Mental Health

ThriveNYC is an even bigger failure than it seems

As bad as the latest Mayor’s Management Report made first lady Chirlane McCray’s signature ThriveNYC program look, the truth is worse.

The annual performance review revealed that Thrive fell way short on many of its goals last year despite a $225 million budget. Its mental health first-aid project, for example, managed to train only 50,000 of the targeted 72,000 people.

It surely didn’t help that Thrive can get picky, such as when it withdrew from a mental health first-aid training event — set up to help address the rash of NYPD suicides — simply because pro-cop Blue Lives Matter was a co-sponsor.

Thing is, those eight-hour seminars are themselves a dubious endeavor: Training how to recognize, say, the signs of depression simply doesn’t begin to address the city’s top mental health problem — which is what to do about serious mental illness such as schizophrenia.

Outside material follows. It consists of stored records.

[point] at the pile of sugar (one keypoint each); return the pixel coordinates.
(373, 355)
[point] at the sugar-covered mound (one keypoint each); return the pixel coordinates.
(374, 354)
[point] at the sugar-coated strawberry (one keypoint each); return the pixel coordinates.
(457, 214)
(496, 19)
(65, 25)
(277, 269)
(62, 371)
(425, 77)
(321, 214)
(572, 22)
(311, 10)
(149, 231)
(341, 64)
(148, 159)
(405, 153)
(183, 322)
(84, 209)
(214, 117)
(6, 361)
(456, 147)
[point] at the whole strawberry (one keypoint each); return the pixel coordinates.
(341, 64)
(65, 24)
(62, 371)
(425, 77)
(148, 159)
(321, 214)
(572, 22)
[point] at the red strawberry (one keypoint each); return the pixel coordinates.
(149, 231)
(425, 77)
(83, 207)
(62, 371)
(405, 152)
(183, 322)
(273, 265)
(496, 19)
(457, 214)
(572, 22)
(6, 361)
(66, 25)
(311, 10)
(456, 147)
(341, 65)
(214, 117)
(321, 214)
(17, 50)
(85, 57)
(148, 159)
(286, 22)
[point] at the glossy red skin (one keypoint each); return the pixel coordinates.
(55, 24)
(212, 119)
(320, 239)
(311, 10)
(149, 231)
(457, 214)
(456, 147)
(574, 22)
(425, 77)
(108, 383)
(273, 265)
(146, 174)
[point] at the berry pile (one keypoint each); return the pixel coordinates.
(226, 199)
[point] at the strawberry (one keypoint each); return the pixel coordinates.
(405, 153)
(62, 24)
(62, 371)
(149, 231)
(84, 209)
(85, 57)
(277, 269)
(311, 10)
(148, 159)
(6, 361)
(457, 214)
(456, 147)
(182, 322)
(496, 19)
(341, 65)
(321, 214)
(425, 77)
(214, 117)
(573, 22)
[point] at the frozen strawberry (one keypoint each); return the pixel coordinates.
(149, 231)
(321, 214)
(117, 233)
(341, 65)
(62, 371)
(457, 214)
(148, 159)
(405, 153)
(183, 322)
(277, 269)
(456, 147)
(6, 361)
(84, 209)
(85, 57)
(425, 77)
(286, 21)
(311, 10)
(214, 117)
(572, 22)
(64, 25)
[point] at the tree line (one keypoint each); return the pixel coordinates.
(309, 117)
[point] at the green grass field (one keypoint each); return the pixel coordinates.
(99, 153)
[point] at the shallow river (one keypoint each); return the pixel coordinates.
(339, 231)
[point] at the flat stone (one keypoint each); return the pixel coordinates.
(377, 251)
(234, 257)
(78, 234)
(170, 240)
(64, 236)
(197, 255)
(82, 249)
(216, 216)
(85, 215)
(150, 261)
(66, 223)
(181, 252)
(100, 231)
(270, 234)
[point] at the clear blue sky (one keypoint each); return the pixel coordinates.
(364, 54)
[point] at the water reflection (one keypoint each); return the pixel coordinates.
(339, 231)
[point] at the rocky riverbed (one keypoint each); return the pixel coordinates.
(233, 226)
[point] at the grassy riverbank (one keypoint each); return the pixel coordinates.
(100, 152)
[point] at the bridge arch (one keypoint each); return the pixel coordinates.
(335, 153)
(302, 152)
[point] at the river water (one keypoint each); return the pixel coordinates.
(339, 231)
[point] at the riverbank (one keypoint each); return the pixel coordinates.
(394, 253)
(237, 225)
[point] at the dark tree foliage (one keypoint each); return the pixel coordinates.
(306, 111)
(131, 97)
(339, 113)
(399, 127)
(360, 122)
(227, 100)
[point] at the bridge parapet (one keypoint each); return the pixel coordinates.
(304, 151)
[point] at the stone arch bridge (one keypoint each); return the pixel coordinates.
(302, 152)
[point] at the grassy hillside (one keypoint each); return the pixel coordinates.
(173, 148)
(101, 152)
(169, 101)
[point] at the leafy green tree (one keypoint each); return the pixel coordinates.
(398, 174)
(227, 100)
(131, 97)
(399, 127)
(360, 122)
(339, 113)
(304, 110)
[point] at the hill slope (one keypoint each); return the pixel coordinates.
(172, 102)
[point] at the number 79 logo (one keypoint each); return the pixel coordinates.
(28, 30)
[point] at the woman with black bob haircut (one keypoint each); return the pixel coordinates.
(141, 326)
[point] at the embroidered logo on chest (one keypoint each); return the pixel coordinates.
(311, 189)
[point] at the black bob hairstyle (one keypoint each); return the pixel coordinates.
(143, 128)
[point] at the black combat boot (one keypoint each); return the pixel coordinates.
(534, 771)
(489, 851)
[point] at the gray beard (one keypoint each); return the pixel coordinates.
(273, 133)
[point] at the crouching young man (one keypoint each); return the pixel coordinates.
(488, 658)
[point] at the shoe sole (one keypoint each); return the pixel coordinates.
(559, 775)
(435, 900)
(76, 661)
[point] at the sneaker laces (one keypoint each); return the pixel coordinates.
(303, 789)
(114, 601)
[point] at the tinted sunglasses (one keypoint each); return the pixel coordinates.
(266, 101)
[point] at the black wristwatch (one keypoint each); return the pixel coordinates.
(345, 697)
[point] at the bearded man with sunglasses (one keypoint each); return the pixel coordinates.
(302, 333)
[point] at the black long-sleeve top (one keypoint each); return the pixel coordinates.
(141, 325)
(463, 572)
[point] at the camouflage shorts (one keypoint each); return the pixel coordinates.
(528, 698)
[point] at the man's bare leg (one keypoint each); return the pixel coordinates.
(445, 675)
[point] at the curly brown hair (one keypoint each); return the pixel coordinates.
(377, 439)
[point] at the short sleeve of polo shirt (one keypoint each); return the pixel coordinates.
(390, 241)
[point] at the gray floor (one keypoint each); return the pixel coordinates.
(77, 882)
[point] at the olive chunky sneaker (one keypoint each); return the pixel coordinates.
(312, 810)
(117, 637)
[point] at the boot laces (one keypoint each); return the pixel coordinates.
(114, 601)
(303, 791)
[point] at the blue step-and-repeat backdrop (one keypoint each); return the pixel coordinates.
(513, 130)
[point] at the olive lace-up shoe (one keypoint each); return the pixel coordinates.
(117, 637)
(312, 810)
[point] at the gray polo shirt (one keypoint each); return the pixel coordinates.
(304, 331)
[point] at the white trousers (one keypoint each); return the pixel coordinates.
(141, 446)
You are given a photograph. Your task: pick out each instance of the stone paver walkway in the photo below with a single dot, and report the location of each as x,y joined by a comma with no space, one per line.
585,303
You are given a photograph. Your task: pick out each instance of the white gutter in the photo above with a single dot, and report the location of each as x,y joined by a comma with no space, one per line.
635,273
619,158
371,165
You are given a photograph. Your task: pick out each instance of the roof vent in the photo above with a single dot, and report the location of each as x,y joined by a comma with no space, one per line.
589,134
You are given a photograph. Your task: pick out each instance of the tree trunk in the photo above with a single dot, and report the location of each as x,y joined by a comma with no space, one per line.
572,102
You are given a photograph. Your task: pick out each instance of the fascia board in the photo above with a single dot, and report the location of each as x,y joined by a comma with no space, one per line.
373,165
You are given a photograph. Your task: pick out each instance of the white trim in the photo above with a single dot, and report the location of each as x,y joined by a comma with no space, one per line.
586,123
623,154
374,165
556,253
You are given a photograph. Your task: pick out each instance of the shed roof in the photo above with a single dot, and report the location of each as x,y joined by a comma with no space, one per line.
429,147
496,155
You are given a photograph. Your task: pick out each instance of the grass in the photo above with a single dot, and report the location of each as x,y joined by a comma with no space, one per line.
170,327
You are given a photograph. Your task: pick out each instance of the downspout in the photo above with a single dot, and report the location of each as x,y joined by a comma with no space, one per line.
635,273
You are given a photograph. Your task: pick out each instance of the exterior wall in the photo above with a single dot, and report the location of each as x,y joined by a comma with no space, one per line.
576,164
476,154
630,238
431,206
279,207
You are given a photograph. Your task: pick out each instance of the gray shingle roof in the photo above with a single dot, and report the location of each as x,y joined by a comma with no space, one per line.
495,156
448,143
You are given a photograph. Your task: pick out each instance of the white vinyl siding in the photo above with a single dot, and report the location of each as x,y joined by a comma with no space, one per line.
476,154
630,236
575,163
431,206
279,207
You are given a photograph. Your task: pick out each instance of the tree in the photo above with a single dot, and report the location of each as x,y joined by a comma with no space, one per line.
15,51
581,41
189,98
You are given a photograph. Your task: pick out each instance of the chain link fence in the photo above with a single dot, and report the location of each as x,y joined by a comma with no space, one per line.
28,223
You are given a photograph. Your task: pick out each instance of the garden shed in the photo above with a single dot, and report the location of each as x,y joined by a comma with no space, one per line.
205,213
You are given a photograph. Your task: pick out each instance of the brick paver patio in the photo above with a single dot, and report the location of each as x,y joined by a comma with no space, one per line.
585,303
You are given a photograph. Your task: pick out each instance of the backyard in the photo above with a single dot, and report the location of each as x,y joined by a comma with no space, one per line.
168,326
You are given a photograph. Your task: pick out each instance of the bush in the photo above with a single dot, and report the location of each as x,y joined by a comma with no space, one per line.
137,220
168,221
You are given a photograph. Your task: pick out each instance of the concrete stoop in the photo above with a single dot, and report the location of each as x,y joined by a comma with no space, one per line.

Those are the issues that have people ranting in the streets and drive street homelessness and drug abuse while overburdening hospital emergency rooms and city jails.

In March, the city correction commissioner told the City Council that Thrive had no presence in city jails — though nearly half the 8,000 detainees are diagnosed as mentally ill.

Even Thrive’s own executives don’t seem to take it seriously. This week, no Thrive representative showed to testify at a council hearing on police mental health because its executive director was away on vacation. Where was McCray?

Mismanagement is rife. As Politico reported in April, social work recruits in Thrive’s Mental Health Service Corps got paid to sit around while higher-ups designed the training program.

Mayor Bill De Blasio defended Thrive to reporters Wednesday — while still admitting that some things “need to be reevaluated.”

The hard truth is that the $1 billion down the drain on Thrive is an absolute waste of public resources. Heck, it didn’t even launch McCray to stardom, so it’s a failure even as an abuse of public funds.